The College of Education and Health Professions created the Henry G. Hotz Endowed Dean’s Chair in 2015, thanks to a gift of $1.5 million from Palmer and Marie Hotz of Foster City, California, and a $2 million gift from the Walton Family Foundation.

The chair is the first of its kind in the college and was named in honor of Palmer and Hartman Hotz’s father, Henry G. Hotz, who served as the college’s fourth dean for nine years.

The gift honors an influential person in the history of the college, officials said when it was announced. The college is home to nationally respected departments and programs, and the dean’s chair supports continuation of the upward trajectory.

Dean Henry G. Hotz
The dean’s chair provides resources to further the dean’s contribution to teaching, research and public service.
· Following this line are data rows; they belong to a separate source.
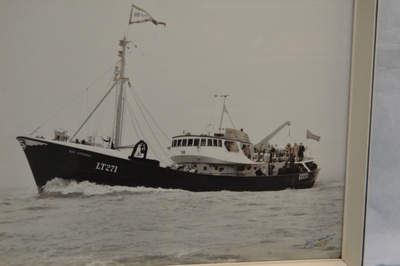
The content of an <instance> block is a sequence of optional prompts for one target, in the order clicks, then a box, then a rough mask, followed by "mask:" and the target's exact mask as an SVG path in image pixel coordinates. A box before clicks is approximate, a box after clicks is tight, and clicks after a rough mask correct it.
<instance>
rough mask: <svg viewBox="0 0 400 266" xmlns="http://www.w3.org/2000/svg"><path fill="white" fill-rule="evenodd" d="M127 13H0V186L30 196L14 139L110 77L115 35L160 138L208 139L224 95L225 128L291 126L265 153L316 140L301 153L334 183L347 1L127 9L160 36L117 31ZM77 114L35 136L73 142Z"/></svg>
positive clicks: (7, 10) (244, 1)
mask: <svg viewBox="0 0 400 266" xmlns="http://www.w3.org/2000/svg"><path fill="white" fill-rule="evenodd" d="M131 4H132V2H131V1H106V0H85V1H77V0H75V1H74V0H72V1H71V0H69V1H66V0H55V1H47V0H33V1H27V0H26V1H24V0H20V1H12V0H6V1H1V2H0V33H1V45H0V56H1V60H0V82H1V89H0V92H1V94H0V106H1V107H0V108H1V109H0V110H1V117H0V123H1V125H2V126H1V142H0V145H1V146H0V159H1V162H0V164H1V165H0V166H1V169H2V173H1V175H0V186H6V185H7V186H8V185H21V184H28V185H29V186H33V178H32V176H31V173H30V170H29V168H28V164H27V162H26V159H25V158H24V155H23V152H22V150H20V147H19V145H18V143H17V141H16V140H15V137H16V136H17V135H27V134H29V133H31V132H32V131H33V130H34V129H36V128H37V127H38V126H39V125H41V124H42V123H43V122H45V121H46V120H47V119H48V118H49V117H51V116H52V114H53V113H54V112H56V111H58V110H59V109H60V108H61V107H62V106H64V105H65V104H66V103H67V102H69V101H70V100H71V99H72V98H73V97H74V96H76V95H78V94H79V93H80V92H81V91H83V90H84V89H85V88H86V87H87V86H88V85H89V84H91V83H92V82H93V81H94V80H96V79H97V78H98V77H99V76H100V75H101V74H103V73H104V72H105V70H107V69H108V68H110V67H112V65H113V64H114V63H115V62H116V61H117V60H118V58H117V56H116V54H117V51H118V48H119V46H118V40H119V39H120V38H121V37H122V36H123V35H128V38H129V39H133V43H134V44H136V45H137V46H138V48H137V49H133V48H132V49H131V54H130V55H129V56H128V64H129V66H128V67H127V71H126V76H128V77H129V78H130V79H131V82H132V84H133V85H134V86H135V89H136V91H137V92H138V94H140V96H141V99H142V100H143V102H145V103H146V107H147V108H148V109H149V110H151V113H152V115H153V117H154V119H155V120H157V121H158V124H159V126H160V127H161V128H163V129H164V131H165V133H166V134H167V135H168V136H170V137H172V136H173V135H178V134H180V133H182V131H183V130H190V131H191V132H193V133H202V132H203V131H204V128H205V125H206V124H209V123H213V124H214V126H215V129H217V127H218V123H219V115H220V111H221V107H222V106H221V104H222V102H221V99H217V98H215V97H214V95H215V94H229V95H231V96H230V97H229V98H228V99H227V104H226V105H227V108H228V110H229V113H230V115H231V117H232V119H233V121H234V123H235V126H236V127H237V128H244V129H245V131H247V133H249V135H250V138H251V140H252V141H253V142H255V143H256V142H258V141H259V140H261V139H262V138H263V137H265V136H266V135H267V134H269V133H270V132H271V131H273V130H274V129H275V128H277V127H278V126H279V125H281V124H282V123H284V122H285V121H291V122H292V126H291V127H290V134H291V136H292V137H293V139H291V138H290V139H287V135H288V130H287V129H286V130H283V131H282V132H281V134H280V135H278V136H277V137H276V139H275V142H276V143H277V144H280V145H283V144H285V142H288V141H291V142H293V141H294V140H295V141H297V142H305V132H306V130H307V129H309V130H311V131H312V132H313V133H315V134H317V135H320V136H321V142H319V143H318V142H313V141H308V142H307V143H308V144H309V147H310V149H311V150H312V151H313V155H315V156H318V158H319V161H320V164H321V166H322V168H323V169H324V170H323V172H325V173H330V174H334V175H343V174H344V160H345V158H344V156H345V147H346V146H345V141H346V130H347V129H346V126H347V111H348V109H347V101H348V90H349V71H350V54H351V24H352V12H353V10H352V6H353V3H352V1H350V0H338V1H331V0H315V1H314V0H298V1H291V0H268V1H259V0H246V1H244V0H229V1H228V0H217V1H215V0H212V1H211V0H202V1H197V0H196V1H195V0H189V1H187V0H169V1H135V4H136V5H138V6H140V7H142V8H143V9H145V10H147V11H148V12H150V13H151V14H152V16H153V17H154V18H156V19H157V20H159V21H163V22H166V23H167V27H162V26H157V27H156V26H154V25H153V24H151V23H147V24H142V25H135V26H134V27H132V26H131V27H130V28H129V30H128V26H127V24H128V17H129V12H130V6H131ZM103 91H104V88H101V90H100V92H101V93H102V92H103ZM91 96H94V98H96V97H95V96H97V95H95V94H94V95H91ZM91 104H92V105H93V104H94V103H92V102H91ZM86 112H87V107H86V106H84V107H83V108H82V109H79V108H74V109H73V110H71V112H70V113H69V114H62V115H60V116H59V118H58V119H56V120H54V121H52V122H51V123H50V124H49V125H48V128H47V129H46V130H47V131H48V132H50V133H51V132H52V130H53V128H59V127H63V128H66V129H68V130H69V131H70V132H72V131H74V130H75V129H76V128H77V126H78V125H79V123H80V122H81V121H83V118H82V117H78V116H79V115H80V114H82V113H84V114H86ZM41 134H44V132H41ZM321 176H324V175H323V174H322V173H321ZM326 178H327V177H326Z"/></svg>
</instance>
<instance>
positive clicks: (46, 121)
mask: <svg viewBox="0 0 400 266" xmlns="http://www.w3.org/2000/svg"><path fill="white" fill-rule="evenodd" d="M120 61H121V60H118V61H117V62H116V63H115V64H114V65H113V66H112V67H110V68H109V69H108V70H107V71H106V72H105V73H104V74H102V75H101V76H100V77H98V78H97V79H96V80H95V81H94V82H92V83H91V84H90V85H89V86H87V87H86V88H85V89H84V90H83V91H82V92H80V93H79V94H78V95H77V96H75V97H74V98H73V99H72V100H70V101H69V102H68V103H67V104H66V105H64V106H63V107H62V108H61V109H60V110H58V111H57V112H56V113H54V114H53V115H52V116H51V117H50V118H49V119H47V120H46V121H45V122H44V123H43V124H41V125H40V126H39V127H38V128H36V129H35V130H34V131H33V132H32V133H31V134H29V135H28V137H30V136H32V135H33V134H35V132H36V131H38V130H39V129H40V128H42V127H43V126H44V125H46V124H47V123H48V122H50V121H51V120H53V119H54V117H56V116H57V115H58V114H59V113H61V112H62V111H63V110H64V109H65V108H67V107H68V106H69V105H70V104H71V103H73V102H74V101H75V100H76V99H78V98H79V97H80V96H81V95H82V94H84V93H85V92H86V91H88V90H89V89H90V88H91V87H92V86H93V85H94V84H96V83H97V81H99V80H100V79H101V78H103V77H104V76H105V75H106V74H107V73H108V72H110V70H111V69H113V68H114V67H115V65H117V64H118V63H119V62H120Z"/></svg>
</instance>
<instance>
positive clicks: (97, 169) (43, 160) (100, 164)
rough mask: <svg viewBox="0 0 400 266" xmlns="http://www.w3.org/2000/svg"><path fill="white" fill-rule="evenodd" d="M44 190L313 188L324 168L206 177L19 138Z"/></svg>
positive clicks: (136, 160)
mask: <svg viewBox="0 0 400 266" xmlns="http://www.w3.org/2000/svg"><path fill="white" fill-rule="evenodd" d="M17 139H18V141H19V143H20V144H21V146H22V148H23V150H24V152H25V155H26V157H27V159H28V163H29V165H30V168H31V170H32V173H33V176H34V179H35V182H36V185H37V187H38V189H39V192H40V191H42V189H43V187H44V186H45V185H46V183H47V182H48V181H50V180H52V179H53V178H56V177H58V178H62V179H66V180H75V181H77V182H82V181H89V182H93V183H96V184H100V185H110V186H128V187H140V186H143V187H150V188H165V189H183V190H189V191H223V190H226V191H267V190H283V189H286V188H296V189H297V188H310V187H312V186H313V185H314V183H315V181H316V179H317V177H318V174H319V169H315V170H314V171H312V172H308V173H303V174H298V173H297V174H286V175H279V176H227V175H205V174H198V173H191V172H183V171H179V170H175V169H170V168H164V167H160V166H158V165H157V164H155V163H154V161H152V160H130V159H127V158H122V157H117V156H112V155H109V154H103V153H100V152H95V151H92V150H88V149H85V147H84V145H81V148H80V147H79V146H78V145H76V146H68V145H62V144H59V143H57V142H53V141H46V140H44V139H36V138H28V137H17Z"/></svg>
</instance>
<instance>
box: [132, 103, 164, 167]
mask: <svg viewBox="0 0 400 266" xmlns="http://www.w3.org/2000/svg"><path fill="white" fill-rule="evenodd" d="M127 104H128V110H129V116H130V118H131V122H132V125H133V127H134V128H135V131H136V133H137V136H138V137H139V134H138V132H137V129H136V127H135V124H134V122H133V119H132V116H133V117H134V119H135V121H136V123H138V121H137V118H136V116H135V114H134V112H133V110H132V107H131V105H130V104H129V102H127ZM138 124H139V123H138ZM148 126H149V125H148ZM139 130H140V132H141V134H142V136H143V137H142V138H140V137H139V139H144V140H145V141H146V142H149V141H148V140H147V138H146V137H145V134H143V131H142V129H141V127H140V126H139ZM150 130H151V129H150ZM153 136H154V134H153ZM154 138H155V139H156V141H157V143H158V145H159V146H160V147H161V149H162V146H161V144H160V143H159V142H158V140H157V138H156V137H155V136H154ZM149 147H150V149H151V151H152V152H153V154H154V155H155V156H156V157H157V159H158V160H159V161H161V162H163V163H164V164H166V165H167V164H168V163H166V162H165V161H164V160H162V159H161V158H160V157H159V156H158V154H157V152H156V151H155V150H154V148H153V147H152V146H151V145H149ZM163 152H164V155H165V156H166V157H167V158H168V156H167V154H165V151H164V150H163Z"/></svg>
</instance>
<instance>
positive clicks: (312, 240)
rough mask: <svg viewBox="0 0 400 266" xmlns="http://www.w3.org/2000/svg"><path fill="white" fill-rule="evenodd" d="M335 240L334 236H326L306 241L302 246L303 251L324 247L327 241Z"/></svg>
mask: <svg viewBox="0 0 400 266" xmlns="http://www.w3.org/2000/svg"><path fill="white" fill-rule="evenodd" d="M334 238H335V234H328V235H326V236H322V237H319V238H315V239H312V240H308V241H306V243H305V244H304V248H305V249H312V248H315V247H325V246H326V245H327V244H328V242H329V241H331V240H333V239H334Z"/></svg>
Henry G. Hotz graduated from Oshkosh State Normal College in Wisconsin and received his doctorate from New York City’s Columbia University. He came to the University of Arkansas as a professor of secondary education, having previously taught at the College of William and Mary in Virginia. He was named acting dean of the College of Education in 1934 and dean in 1936. He spent all but two years of the remainder of his career at the university.

Dean Hotz’s son Palmer Hotz is a retired senior scientist and professor who received a bachelor of science in physics from the University of Arkansas and his doctorate from Washington University in St. Louis. His wife, Marie Brase Hotz, also holds a doctorate from Washington University.

“I am pleased to be able to make this contribution to the University of Arkansas’ College of Education and Health Professions to honor my father’s contributions to education and administration as dean,” said Palmer Hotz. “I believe, as he did, that an educated public is the necessary keystone of a thriving democratic society, and I anticipate that this gift will help perpetuate the ideals which he embodied and taught.”

Because of their philanthropy, the Hotzes are recognized in the Towers of Old Main, a giving society for the university’s most generous benefactors. They are also members of the Chancellor’s Society, life members of the Arkansas Alumni Association and are recognized as Thoroughreds, a group of benefactors recognized for their consecutive years of giving to the university.